I have to say that I have been fortunate enough to experience what he has. But even luckier, in that I was making 100K and was able to leave the corparate world after 20years. I now work from my home and changed carreers (Sales). It has saved my life as well. All those corporate execs live a miserable life and they don't even realize it. You get "lost" in the day to day grind. The highlight of the day is lunch and happy hours. They don'y have the time to "live" life as a family and as free individual. The stress of never knowing if you are a hero today or a vilian tomorrow. I haven't had to set my alarm in 4 years, I have time to spend as a familiy whenever I want. I feel blessed and fortunate that I have begun to live life again............No suits, no commute, just peace....I eat healthy and I have time for working out. I look younger and feel great as a result. I pity the corporate dweeb, as they are wasting their lives away. It's actually very sad that we have all been led to bel

gstone5310 06:13:00 PM Sep 20 2007

missmunch.........I find it peculiar you did'nt have time to read all of the article,bit you had time to slam everyone who liked the article.go figure

gstone5310 06:13:00 PM Sep 20 2007

missmunch.........I find it peculiar you did'nt have time to read all of the article,bit you had time to slam everyone who liked the article.go figure

missmunchkin103 05:24:41 PM Sep 20 2007

Hmm Hmm Hmm. Good story. I didn't read it all because I just don't have enough time to read everything...Thanks, crazy schedule. But, what I read was good. Makes the rest of us feel nice to know that those who could be sitting doing nothing are actually working like the rest of us. Thanks, Mike.
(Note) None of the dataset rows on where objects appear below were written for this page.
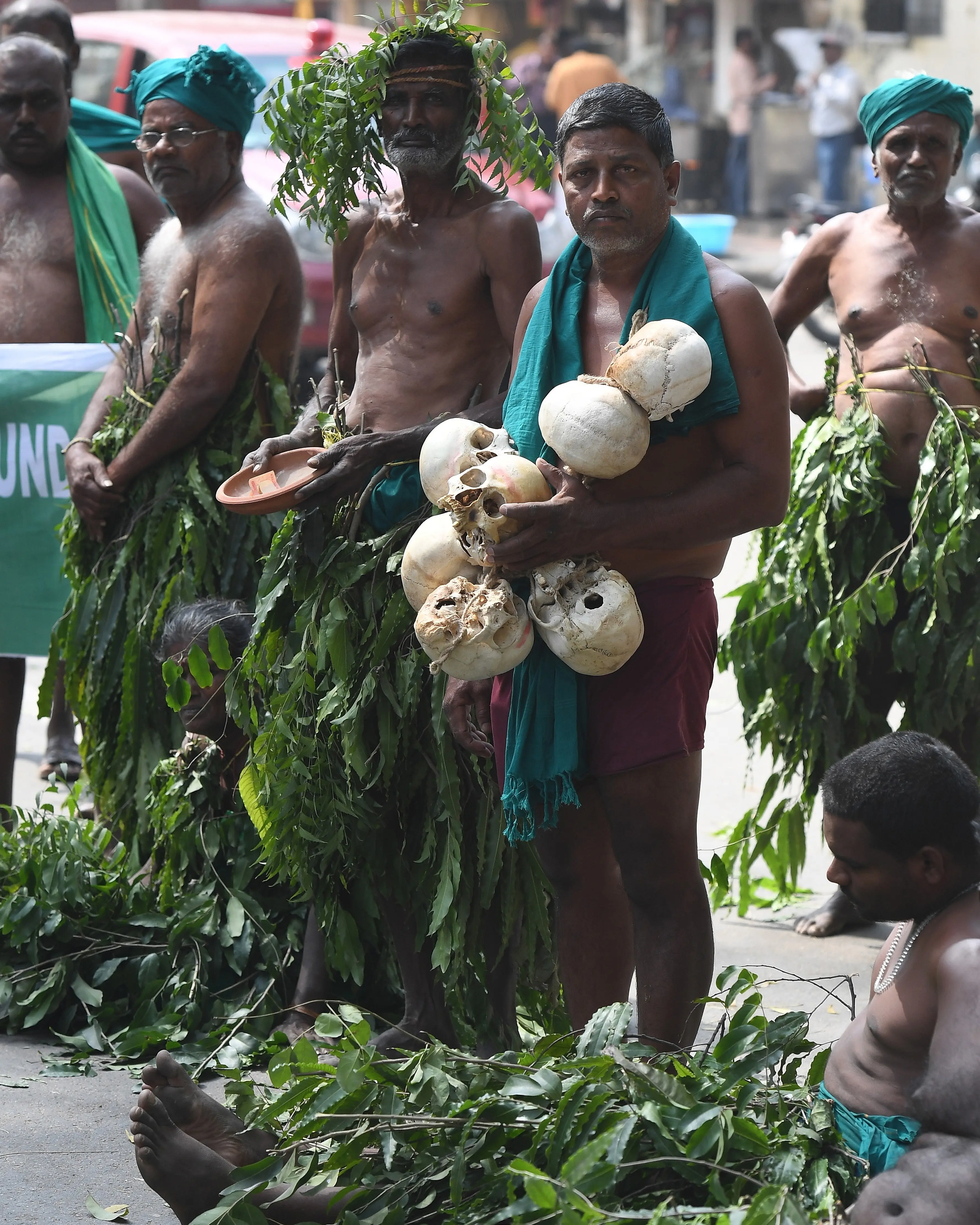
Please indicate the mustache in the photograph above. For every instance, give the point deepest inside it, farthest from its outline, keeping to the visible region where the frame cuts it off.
(620, 211)
(412, 134)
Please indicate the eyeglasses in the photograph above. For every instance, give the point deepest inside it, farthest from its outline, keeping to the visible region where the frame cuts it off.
(179, 138)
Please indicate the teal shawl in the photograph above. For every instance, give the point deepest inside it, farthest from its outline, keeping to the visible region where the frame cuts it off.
(880, 1140)
(547, 725)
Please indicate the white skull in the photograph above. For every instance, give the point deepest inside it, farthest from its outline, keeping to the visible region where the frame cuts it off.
(596, 429)
(433, 557)
(454, 446)
(586, 614)
(476, 497)
(473, 631)
(663, 367)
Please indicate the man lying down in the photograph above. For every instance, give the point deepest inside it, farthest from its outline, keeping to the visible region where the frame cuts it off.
(900, 816)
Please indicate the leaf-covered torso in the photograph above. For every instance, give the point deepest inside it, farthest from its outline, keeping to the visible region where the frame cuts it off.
(170, 543)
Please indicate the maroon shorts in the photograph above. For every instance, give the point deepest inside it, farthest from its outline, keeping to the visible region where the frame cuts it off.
(655, 707)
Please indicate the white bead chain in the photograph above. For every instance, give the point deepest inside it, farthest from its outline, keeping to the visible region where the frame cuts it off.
(884, 984)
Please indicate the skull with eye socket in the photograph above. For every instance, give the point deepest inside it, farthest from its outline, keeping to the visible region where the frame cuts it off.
(474, 631)
(454, 446)
(474, 499)
(586, 614)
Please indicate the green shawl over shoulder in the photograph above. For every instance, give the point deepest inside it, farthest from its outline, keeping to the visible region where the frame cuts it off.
(104, 244)
(546, 731)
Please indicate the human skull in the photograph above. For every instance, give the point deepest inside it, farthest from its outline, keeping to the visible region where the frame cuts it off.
(474, 499)
(586, 614)
(595, 428)
(473, 631)
(664, 365)
(433, 557)
(454, 446)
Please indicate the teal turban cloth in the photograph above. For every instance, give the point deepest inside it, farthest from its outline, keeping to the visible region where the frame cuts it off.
(220, 86)
(901, 98)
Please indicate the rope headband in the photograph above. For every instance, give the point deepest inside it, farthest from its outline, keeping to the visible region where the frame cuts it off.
(402, 76)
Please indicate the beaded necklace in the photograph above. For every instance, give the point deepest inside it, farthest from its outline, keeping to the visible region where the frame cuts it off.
(881, 983)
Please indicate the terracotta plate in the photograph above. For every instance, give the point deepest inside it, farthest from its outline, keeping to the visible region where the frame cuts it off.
(274, 491)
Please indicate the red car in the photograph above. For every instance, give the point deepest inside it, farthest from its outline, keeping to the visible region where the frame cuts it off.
(117, 43)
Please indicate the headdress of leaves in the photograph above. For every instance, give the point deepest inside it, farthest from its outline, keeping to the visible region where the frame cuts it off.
(326, 118)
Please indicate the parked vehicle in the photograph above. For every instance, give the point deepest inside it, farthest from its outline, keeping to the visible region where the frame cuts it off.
(808, 217)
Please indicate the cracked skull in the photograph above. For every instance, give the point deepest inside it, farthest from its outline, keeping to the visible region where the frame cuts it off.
(664, 365)
(474, 631)
(586, 614)
(433, 557)
(476, 497)
(454, 446)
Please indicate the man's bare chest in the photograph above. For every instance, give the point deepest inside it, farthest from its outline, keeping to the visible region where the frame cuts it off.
(881, 288)
(36, 225)
(432, 282)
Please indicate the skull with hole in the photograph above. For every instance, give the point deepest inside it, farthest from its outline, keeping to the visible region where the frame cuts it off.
(476, 497)
(454, 446)
(595, 428)
(474, 631)
(586, 614)
(433, 557)
(664, 365)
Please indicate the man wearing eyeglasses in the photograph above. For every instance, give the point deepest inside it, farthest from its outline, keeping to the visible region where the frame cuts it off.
(57, 286)
(212, 339)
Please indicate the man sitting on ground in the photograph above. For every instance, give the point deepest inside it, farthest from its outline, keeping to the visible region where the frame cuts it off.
(900, 816)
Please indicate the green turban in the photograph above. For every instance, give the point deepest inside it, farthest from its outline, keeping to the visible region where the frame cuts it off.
(220, 86)
(901, 98)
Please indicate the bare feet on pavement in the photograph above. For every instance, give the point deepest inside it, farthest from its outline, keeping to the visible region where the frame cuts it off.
(836, 916)
(183, 1172)
(201, 1118)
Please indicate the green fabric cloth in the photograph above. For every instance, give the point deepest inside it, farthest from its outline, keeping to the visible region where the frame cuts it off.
(104, 243)
(103, 130)
(880, 1140)
(546, 729)
(900, 98)
(219, 86)
(395, 498)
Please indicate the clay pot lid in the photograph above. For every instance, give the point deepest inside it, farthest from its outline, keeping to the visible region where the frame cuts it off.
(272, 491)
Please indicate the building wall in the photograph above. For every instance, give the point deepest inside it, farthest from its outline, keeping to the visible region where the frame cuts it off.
(954, 54)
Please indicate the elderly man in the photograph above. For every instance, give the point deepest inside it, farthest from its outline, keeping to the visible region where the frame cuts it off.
(104, 131)
(607, 772)
(212, 336)
(904, 282)
(428, 287)
(63, 280)
(901, 819)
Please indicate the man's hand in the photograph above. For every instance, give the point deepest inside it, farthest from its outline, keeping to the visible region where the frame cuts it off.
(302, 437)
(347, 467)
(92, 492)
(461, 699)
(552, 530)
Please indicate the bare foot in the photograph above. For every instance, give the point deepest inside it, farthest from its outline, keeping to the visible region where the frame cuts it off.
(412, 1036)
(201, 1118)
(833, 917)
(182, 1170)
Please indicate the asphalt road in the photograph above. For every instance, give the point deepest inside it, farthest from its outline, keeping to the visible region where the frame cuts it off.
(64, 1138)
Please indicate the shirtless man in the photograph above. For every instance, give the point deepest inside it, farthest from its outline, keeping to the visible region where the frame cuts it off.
(902, 274)
(195, 269)
(428, 288)
(40, 290)
(625, 865)
(901, 819)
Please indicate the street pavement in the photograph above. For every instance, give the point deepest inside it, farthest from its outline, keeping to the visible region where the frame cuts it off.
(64, 1138)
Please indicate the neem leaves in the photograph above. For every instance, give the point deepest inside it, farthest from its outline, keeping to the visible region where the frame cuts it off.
(325, 118)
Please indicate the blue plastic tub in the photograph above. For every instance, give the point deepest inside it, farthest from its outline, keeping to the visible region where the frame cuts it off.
(712, 231)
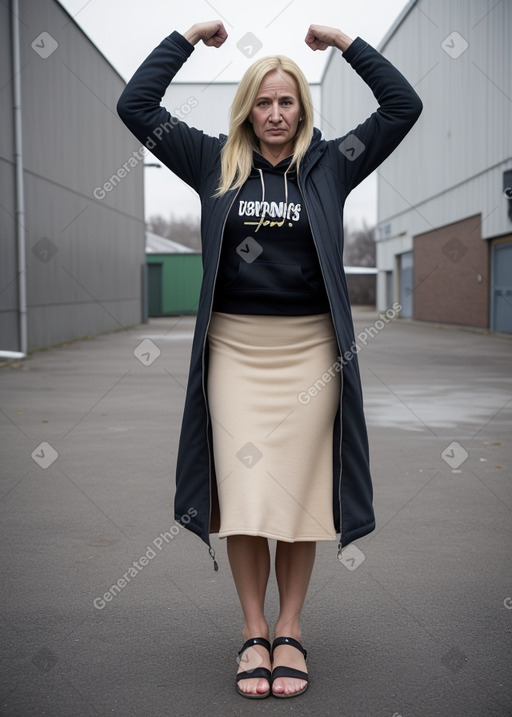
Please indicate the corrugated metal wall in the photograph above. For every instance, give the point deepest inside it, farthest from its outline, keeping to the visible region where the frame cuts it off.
(450, 166)
(455, 54)
(8, 284)
(85, 245)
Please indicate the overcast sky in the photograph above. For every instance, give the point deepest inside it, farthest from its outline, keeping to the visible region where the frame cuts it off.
(127, 30)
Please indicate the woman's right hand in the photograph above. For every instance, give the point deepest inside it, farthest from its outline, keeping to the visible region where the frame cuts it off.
(212, 33)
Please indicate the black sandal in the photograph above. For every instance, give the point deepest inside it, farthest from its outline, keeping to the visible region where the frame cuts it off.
(257, 672)
(283, 671)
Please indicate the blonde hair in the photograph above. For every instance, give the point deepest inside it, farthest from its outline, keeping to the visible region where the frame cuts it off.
(236, 157)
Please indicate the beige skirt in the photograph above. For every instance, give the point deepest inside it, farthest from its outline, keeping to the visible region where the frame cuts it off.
(273, 392)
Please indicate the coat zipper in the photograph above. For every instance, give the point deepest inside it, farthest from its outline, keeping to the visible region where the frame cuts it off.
(210, 549)
(340, 546)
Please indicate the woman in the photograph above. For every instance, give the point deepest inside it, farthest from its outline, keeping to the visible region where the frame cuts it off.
(274, 398)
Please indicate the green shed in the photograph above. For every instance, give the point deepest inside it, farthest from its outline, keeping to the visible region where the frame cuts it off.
(174, 274)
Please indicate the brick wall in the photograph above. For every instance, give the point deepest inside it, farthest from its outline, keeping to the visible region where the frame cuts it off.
(451, 275)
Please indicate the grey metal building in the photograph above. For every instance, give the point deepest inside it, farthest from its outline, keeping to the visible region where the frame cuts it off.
(444, 224)
(72, 232)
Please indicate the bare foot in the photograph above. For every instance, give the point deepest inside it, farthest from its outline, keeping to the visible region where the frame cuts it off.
(290, 657)
(251, 658)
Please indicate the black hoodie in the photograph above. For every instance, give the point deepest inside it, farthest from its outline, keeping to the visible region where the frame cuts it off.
(268, 263)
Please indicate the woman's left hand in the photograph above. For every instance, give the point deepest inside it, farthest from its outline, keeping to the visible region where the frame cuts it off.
(320, 37)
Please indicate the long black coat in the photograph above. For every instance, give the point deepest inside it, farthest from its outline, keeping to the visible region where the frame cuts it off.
(327, 174)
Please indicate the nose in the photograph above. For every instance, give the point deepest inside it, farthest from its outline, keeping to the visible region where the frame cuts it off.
(275, 112)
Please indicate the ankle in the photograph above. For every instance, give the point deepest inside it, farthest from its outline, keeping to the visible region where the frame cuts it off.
(255, 629)
(288, 628)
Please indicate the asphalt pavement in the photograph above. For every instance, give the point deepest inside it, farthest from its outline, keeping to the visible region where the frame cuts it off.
(109, 608)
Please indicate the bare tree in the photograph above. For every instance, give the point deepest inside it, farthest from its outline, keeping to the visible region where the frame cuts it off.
(184, 230)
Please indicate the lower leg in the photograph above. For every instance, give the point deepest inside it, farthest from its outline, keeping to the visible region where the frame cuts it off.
(294, 565)
(249, 558)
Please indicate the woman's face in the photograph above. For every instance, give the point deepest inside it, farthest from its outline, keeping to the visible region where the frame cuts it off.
(276, 111)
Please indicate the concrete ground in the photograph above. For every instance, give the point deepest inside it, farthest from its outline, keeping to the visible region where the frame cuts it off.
(415, 621)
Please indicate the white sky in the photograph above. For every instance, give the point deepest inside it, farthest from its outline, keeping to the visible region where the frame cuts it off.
(127, 30)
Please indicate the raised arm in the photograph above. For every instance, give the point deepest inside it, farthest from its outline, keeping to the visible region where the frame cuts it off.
(360, 151)
(184, 150)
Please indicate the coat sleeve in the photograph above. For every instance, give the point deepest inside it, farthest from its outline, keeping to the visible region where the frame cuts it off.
(186, 151)
(364, 148)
finestbbwdime 05:09:55 PM Sep 20 2007

I really enjoyed the story. He is an interesting person and I will probably read his book. I don't blame him for taking the advance and feel that he should be paid like anyone else. I don't understand how some people would feel he doesn't deserve compensation. ATH

frattura31 05:08:37 PM Sep 20 2007

what a bunch of crap!
Big tiime executive gluntin goes broke and gets a job at Star Bucks .......Yeah real good story and his Life is so complete now.Money is so evil and working for shit wages is so good. The real problem is health insurance for the working poor not the down and out executive. So he writes a book about how wonderful it is that people come to Star Bucks and pay 3.00 for a cup of coffee, and how cool it is to clean toilets. Man are you kidding me.
Sounds like a he is back in advertising again and Star Bucks is his first customer.